Avukatların asgari ücretlerine zam yaptıklarını açıklayan Altun, yargının içinde bulunduğu durumla ilgili de olumsuz bir tablo çizdi.
Özellikle, adil yargılanma ve savunma hakkı kavramlarının altını kalın bir şekilde çizen Altun, kişisel konularla ilgili de samimi yanıtlar verdi.
BARO SEÇİMİ MALUMUN İLAMI OLDU…
Bursa Barosu seçimlerinin propaganda sürecinde agresif bir görüntü sergilediniz. Neden böyle bir izlenim verdiniz?
Aslında seçim süreci baroya yakışır düzeyde geçti. Sadece sizin televizyon programınızda farklı sataşmalar olduğu için ve zamanın darlığı nedeniyle agresif bir görüntü sergilemiş olabilirim. Ancak diğer baro seçimleriyle kıyaslandığında son derece ılımlı ve seviyeli bir yarış oldu. Biz ne diğer baro seçimlerinde olduğu gibi omuzlara alındık ne de büyük kutlamalar yaptık. Zaten seçim günü, şehit haberleri geldi, 3 arkadaşımız da gözaltına alındı. Bu nedenlerden dolayı, bizim açımızdan hem üzüntülü hem de gergin bir gündü. Seçimlerde de beklenen oldu. Yani malumun ilamıydı. 6 aydan bu yana sahada olmamızın karşılığını aldık.

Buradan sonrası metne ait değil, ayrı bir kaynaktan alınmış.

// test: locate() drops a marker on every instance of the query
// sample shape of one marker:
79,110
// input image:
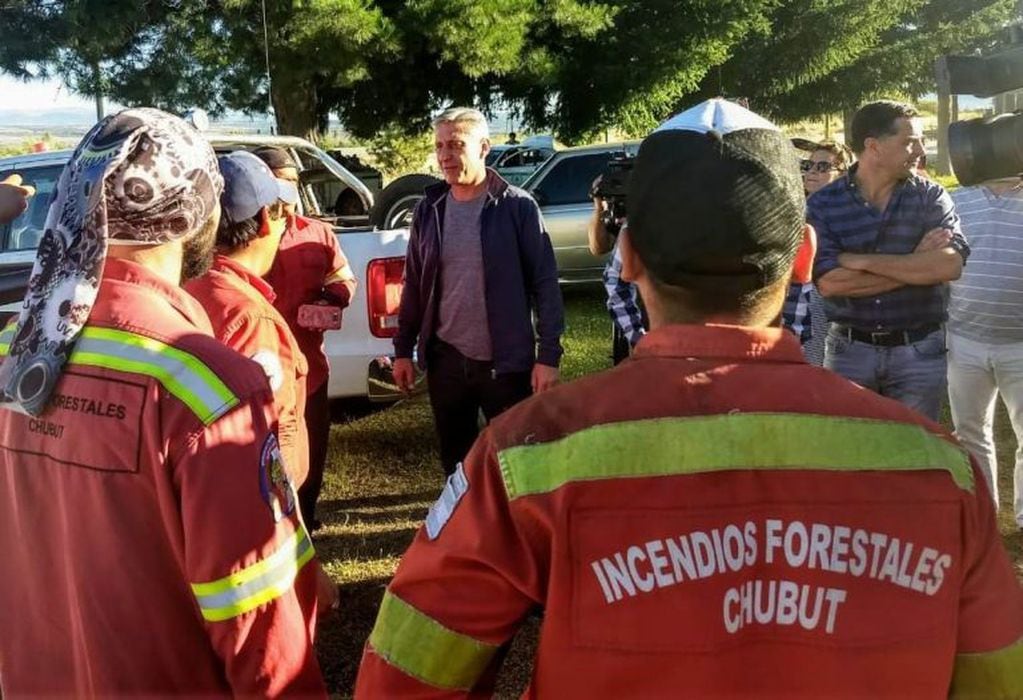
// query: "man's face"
197,251
899,154
461,154
288,175
277,226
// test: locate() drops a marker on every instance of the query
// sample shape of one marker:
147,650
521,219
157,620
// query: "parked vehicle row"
373,238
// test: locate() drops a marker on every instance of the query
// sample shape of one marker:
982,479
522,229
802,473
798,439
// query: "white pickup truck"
360,351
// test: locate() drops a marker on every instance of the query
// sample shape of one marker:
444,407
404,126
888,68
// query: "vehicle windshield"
25,232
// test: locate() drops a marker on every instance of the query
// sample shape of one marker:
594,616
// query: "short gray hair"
469,116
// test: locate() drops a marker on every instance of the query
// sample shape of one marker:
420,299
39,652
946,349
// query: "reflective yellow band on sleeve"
423,648
257,584
992,675
179,373
343,273
7,335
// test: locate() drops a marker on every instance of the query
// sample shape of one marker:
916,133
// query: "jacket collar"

Geçmiş baro başkanlarından bazılarına baktığımızda, deneyimli isimleri görüyoruz. Siz genç yaşta başkan seçildiniz. Bursa Barosu’nda genç başkanlar dönemi mi başlıyor?
Öyle görünüyorsa çok sevindirici. Ama benden önce Zeki Kahraman 40 yaşında seçildi. Yahya Şimşek de benden daha genç yaşta başkanlık koltuğuna oturmuştu. Zekeriya Birkan da öyle. Genç görünmem hem fiziksel olarak hem de Baro Başkanlığı açısından iyi bir durum. Çünkü meslektaşlarımızın çoğu genç. Ancak ilk 5 yılda seçilme hakları yok. Genç gördükleri birinin onları temsil etmesi sevindirici. Benim yüzüm baroda eski ama kamuoyunda yenidir.

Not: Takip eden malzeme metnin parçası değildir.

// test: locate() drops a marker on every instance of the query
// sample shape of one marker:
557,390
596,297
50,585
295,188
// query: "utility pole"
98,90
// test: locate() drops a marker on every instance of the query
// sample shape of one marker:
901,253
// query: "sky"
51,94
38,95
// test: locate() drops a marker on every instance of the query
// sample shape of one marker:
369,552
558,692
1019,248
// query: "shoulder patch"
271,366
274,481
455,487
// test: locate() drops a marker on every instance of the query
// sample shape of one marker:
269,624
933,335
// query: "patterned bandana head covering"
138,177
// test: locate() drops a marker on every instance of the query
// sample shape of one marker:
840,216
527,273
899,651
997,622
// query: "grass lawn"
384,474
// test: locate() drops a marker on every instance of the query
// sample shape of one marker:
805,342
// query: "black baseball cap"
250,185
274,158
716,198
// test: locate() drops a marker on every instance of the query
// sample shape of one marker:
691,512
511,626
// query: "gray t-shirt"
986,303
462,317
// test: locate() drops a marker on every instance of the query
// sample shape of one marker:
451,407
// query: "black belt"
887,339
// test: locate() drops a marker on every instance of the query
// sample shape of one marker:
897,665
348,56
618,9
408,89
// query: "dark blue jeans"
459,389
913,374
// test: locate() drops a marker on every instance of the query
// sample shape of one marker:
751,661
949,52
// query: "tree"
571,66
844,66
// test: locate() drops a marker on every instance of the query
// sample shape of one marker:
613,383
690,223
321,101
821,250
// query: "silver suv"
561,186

BURSA BAROSU BAŞKANLIĞI’NA ARTVİNLİ DAMGASI
Son dönemlerde Bursa Barosu’nun başkanlarının Artvinli olduğunu görüyoruz. Tesadüf mü?

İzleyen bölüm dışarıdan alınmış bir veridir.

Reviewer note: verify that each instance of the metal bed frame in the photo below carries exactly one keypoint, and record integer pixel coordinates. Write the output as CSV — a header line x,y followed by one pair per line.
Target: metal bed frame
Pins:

Artvin, okur yazar oranı yüksek olan bir ilimiz. Tarım alanlarının yokluğu ve sanayinin gelişmemesi nedeniyle, kadınlar ya ebe ve hemşire, erkekler de öğretmen olurlar. Memur oldukları için de tayinleri çıkıp göç ederler. Bursa da Artvin’den yoğun göç alan bir kent. Bursa Barosu’nda ise 200’e yakın Artvinli meslektaş var. Bursa Barosu’nda üst üste Artvinlilerin baro başkanlığı yapması, sözünü ettiğiniz algının oluşmasına neden oldu.
“ATATÜRKÇÜ SOLCUYUZ…”
Genel kurulda Atatürkçülük vurgusu yaptınız. Ve Atatürkçülüğü savunduğunuzda, başka hiçbir ideolojiye gerek kalmayacağı anlamına gelen ifadeler kullandınız. Bunu biraz açar mısınız?
Kimliklerin doğru konulması gerektiğini düşünüyoruz. Biz maske takmadık. Gerek geçmişimizi, gerekse de dünyaya bakışımızı net olarak ortay koyduk ama bunun yanında meslektaşlarımızın haklarını savunacağımızı ve onların teminatı olacağımızı da söyledik. Geçmiş yıllarda Atatürkçülük erezyona uğratılmaya çalışıldı. Bizim için Atatürkçülük, Cumhuriyet’in kendisi demektir ve en büyük devrimciyi de Atatürk olarak görüyoruz. Atatürk, Cumhuriyet kazanımlarını bize bahşetti. Bunları bize bahşeden kişiye karşı bir minnet ve şükran sunmamız gerekiyordu. Atatürkçülük kendi içinde birçok ideolojiyi barındırdığı için, başka bir ideoloji yüklemeye gerek yok. Biz bunu söylerken, sol kültürden geldiğimizi de vurguluyoruz. Meslektaşlarımıza yönelik çalışmalarımızda, siyasi kimliklerimiz öne çıkmaz. Mesleğimizi yapmamızı sağlayan sistemin başında da Atatürk var.
Atatürkçü solcu tanımlamasını yapabiliriz sizin için…
Tabii rahatlıkla yapabilirsiniz.
“HİÇBİR VESAYETİ KABUL EDEMEYİZ”
Son yıllarda yargının vesayet altında olduğu sıkça tartışılıyor. 15 Temmuz’dan bu yana da, yargıda önemli şeyler oluyor. Yargının içinde bulunduğu durumu anlatır mısınız?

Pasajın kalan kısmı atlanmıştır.